Desde hace más de dos décadas, México vive atrapado en una narrativa política que, lejos de unirnos, ha profundizado las grietas sociales. La historia reciente del país no puede contarse sin reconocer el papel central que ha tenido el discurso de división impulsado desde la arena electoral por quien sería, años más tarde, presidente de la república.
México necesita un alto inmediato al discurso que enfrenta a sus ciudadanos para que la pluralidad y la organización del pueblo puedan abrir camino a una vida social menos polarizada y más justa para todos.
Andrés Manuel López Obrador construyó su identidad política desde antes del 2006, cuando fue por primera vez candidato a la Presidencia de la república, bajo una lógica de confrontación abierta: los “buenos” contra los “malos”, el “pueblo” contra los “privilegiados”, él contra todos.
Ese candidato no dudó en señalar a los empresarios como enemigos del proyecto nacional, sembrando la idea de que la clase productiva vivía de espaldas al país y que el progreso económico era incompatible con la justicia social. Su narrativa encontró eco en una ciudadanía lastimada por la desigualdad, pero también abrió una brecha peligrosa entre mexicanos.
Para 2012, cuando volvió a perder la elección presidencial, López Obrador modificó su lectura del país.
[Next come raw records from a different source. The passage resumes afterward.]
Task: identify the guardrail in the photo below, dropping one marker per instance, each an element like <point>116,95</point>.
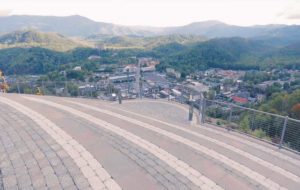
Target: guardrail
<point>277,129</point>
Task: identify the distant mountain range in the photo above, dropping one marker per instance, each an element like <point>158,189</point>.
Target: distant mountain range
<point>33,38</point>
<point>83,27</point>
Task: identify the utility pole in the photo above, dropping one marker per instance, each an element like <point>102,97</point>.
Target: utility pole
<point>128,82</point>
<point>139,80</point>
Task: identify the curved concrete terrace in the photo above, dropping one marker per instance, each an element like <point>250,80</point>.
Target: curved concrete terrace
<point>68,143</point>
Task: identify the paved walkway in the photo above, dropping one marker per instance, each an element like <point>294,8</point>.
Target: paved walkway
<point>67,143</point>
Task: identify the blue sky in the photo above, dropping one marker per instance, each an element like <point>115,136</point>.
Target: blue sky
<point>162,12</point>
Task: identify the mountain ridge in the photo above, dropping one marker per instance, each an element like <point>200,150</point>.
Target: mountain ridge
<point>77,25</point>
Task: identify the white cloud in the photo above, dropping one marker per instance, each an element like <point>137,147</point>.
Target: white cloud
<point>161,12</point>
<point>4,12</point>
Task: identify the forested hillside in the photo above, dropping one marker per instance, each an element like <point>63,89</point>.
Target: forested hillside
<point>33,38</point>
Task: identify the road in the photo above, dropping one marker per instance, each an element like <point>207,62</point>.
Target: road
<point>72,143</point>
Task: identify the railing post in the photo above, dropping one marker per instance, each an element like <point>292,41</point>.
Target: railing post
<point>18,86</point>
<point>120,97</point>
<point>203,110</point>
<point>283,131</point>
<point>230,114</point>
<point>191,110</point>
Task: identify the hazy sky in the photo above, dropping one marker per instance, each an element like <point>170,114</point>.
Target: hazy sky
<point>162,12</point>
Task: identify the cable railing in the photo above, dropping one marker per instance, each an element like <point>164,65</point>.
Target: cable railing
<point>277,129</point>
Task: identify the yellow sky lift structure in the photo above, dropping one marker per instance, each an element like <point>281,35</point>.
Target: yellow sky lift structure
<point>3,84</point>
<point>39,91</point>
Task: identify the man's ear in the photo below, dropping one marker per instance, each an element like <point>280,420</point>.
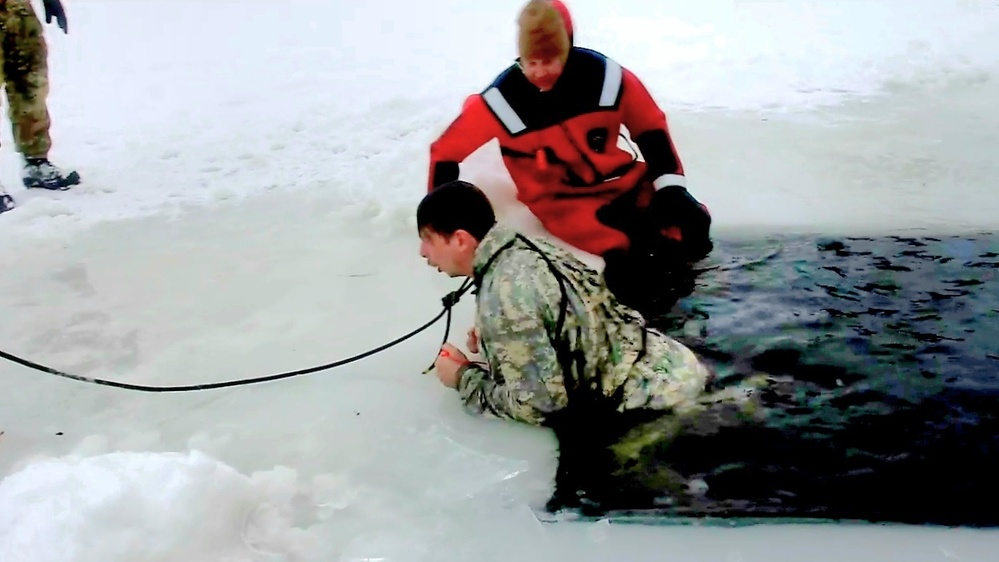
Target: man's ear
<point>465,238</point>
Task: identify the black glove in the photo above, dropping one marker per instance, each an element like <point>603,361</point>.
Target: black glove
<point>674,206</point>
<point>53,9</point>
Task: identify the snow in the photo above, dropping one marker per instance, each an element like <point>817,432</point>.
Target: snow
<point>250,173</point>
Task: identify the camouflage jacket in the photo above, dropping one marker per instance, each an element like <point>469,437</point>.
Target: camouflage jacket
<point>520,305</point>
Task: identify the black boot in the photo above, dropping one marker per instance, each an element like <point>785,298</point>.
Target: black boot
<point>40,173</point>
<point>6,202</point>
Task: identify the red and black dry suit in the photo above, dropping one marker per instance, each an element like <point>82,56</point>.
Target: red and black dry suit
<point>560,148</point>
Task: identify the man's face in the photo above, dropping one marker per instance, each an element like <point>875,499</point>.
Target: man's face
<point>449,254</point>
<point>542,72</point>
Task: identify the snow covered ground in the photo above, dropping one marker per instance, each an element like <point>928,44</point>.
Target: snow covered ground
<point>250,173</point>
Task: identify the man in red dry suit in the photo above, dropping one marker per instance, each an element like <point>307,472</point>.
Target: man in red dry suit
<point>557,113</point>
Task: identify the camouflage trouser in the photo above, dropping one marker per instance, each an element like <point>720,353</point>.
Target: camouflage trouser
<point>24,54</point>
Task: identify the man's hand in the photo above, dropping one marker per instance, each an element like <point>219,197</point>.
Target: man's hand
<point>448,363</point>
<point>54,9</point>
<point>473,340</point>
<point>679,217</point>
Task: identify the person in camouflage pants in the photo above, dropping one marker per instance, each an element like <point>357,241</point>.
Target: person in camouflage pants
<point>552,333</point>
<point>23,54</point>
<point>562,352</point>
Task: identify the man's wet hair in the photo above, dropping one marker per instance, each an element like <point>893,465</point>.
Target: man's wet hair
<point>453,206</point>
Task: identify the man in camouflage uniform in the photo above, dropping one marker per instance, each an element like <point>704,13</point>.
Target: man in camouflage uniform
<point>551,332</point>
<point>23,54</point>
<point>561,352</point>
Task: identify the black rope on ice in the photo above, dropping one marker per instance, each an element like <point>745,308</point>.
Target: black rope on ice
<point>449,301</point>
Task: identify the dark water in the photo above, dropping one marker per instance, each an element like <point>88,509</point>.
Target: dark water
<point>878,399</point>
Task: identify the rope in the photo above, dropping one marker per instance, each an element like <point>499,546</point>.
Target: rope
<point>449,301</point>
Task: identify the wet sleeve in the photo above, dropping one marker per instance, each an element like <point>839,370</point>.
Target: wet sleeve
<point>523,381</point>
<point>474,127</point>
<point>648,125</point>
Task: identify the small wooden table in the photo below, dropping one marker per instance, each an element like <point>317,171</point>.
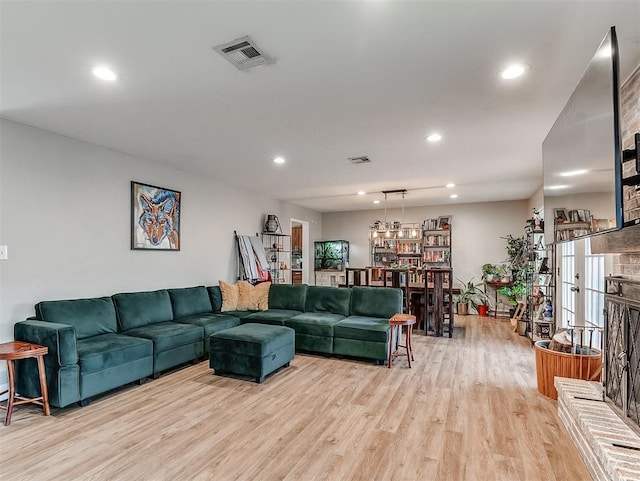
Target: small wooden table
<point>11,351</point>
<point>404,322</point>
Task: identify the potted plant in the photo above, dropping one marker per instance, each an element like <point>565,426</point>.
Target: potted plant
<point>488,272</point>
<point>469,294</point>
<point>502,273</point>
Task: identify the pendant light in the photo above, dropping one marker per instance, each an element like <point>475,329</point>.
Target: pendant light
<point>401,232</point>
<point>388,234</point>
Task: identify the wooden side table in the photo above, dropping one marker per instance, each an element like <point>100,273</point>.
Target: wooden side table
<point>403,322</point>
<point>11,351</point>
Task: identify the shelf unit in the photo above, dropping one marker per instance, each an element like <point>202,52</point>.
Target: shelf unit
<point>436,244</point>
<point>570,230</point>
<point>278,250</point>
<point>540,287</point>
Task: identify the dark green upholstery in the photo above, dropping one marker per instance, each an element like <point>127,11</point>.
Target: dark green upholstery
<point>253,350</point>
<point>137,309</point>
<point>287,297</point>
<point>314,323</point>
<point>328,299</point>
<point>275,317</point>
<point>362,337</point>
<point>375,301</point>
<point>59,338</point>
<point>215,297</point>
<point>239,314</point>
<point>211,323</point>
<point>253,339</point>
<point>168,335</point>
<point>107,351</point>
<point>189,301</point>
<point>364,328</point>
<point>89,317</point>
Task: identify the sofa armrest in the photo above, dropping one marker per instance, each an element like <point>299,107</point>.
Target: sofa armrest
<point>59,338</point>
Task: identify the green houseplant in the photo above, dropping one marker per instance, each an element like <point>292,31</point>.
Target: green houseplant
<point>470,293</point>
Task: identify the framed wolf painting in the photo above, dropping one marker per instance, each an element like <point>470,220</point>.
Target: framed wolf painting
<point>155,217</point>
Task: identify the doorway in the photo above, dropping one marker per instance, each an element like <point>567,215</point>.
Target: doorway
<point>300,251</point>
<point>581,289</point>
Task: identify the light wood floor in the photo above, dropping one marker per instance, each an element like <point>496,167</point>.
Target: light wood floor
<point>468,410</point>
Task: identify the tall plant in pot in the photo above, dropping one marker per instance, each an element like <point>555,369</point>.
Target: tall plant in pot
<point>470,293</point>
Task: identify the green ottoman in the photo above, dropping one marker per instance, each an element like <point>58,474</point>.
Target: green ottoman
<point>253,350</point>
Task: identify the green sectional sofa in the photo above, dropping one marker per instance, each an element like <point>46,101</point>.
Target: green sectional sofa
<point>98,344</point>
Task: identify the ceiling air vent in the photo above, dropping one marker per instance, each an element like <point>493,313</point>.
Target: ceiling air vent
<point>363,159</point>
<point>244,53</point>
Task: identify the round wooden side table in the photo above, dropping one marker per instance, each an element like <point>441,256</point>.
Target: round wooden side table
<point>12,351</point>
<point>402,322</point>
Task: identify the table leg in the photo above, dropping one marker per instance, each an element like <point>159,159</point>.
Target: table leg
<point>407,344</point>
<point>390,345</point>
<point>12,392</point>
<point>43,386</point>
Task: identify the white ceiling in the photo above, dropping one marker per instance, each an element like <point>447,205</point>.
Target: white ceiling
<point>351,78</point>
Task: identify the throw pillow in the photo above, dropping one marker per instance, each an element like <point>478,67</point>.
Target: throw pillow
<point>253,298</point>
<point>229,296</point>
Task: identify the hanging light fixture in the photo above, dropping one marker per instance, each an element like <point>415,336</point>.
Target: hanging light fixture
<point>401,232</point>
<point>388,234</point>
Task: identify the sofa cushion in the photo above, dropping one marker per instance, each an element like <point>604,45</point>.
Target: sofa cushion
<point>288,297</point>
<point>167,335</point>
<point>106,351</point>
<point>252,339</point>
<point>215,296</point>
<point>137,309</point>
<point>230,294</point>
<point>328,299</point>
<point>189,301</point>
<point>362,328</point>
<point>210,323</point>
<point>272,316</point>
<point>253,298</point>
<point>314,323</point>
<point>381,302</point>
<point>239,314</point>
<point>89,317</point>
Ya no era suficiente con acusar a los empresarios; ahora su discurso incorporaba una comprensión más clara, aunque no necesariamente más honesta, de que el verdadero poder en México era también económico, su narrativa se volvió más compleja, pero no menos incendiaria. Señaló a “la mafia del poder” como responsable de todos los males nacionales, creando un enemigo abstracto, difuso, pero útil para movilizar agravios.

En 2018, finalmente en la presidencia, lejos de abandonar la retórica de confrontación, la profundizó. Nacieron los términos “fifís” y “chairos”, categorías simplistas pero efectivas para descalificar al otro.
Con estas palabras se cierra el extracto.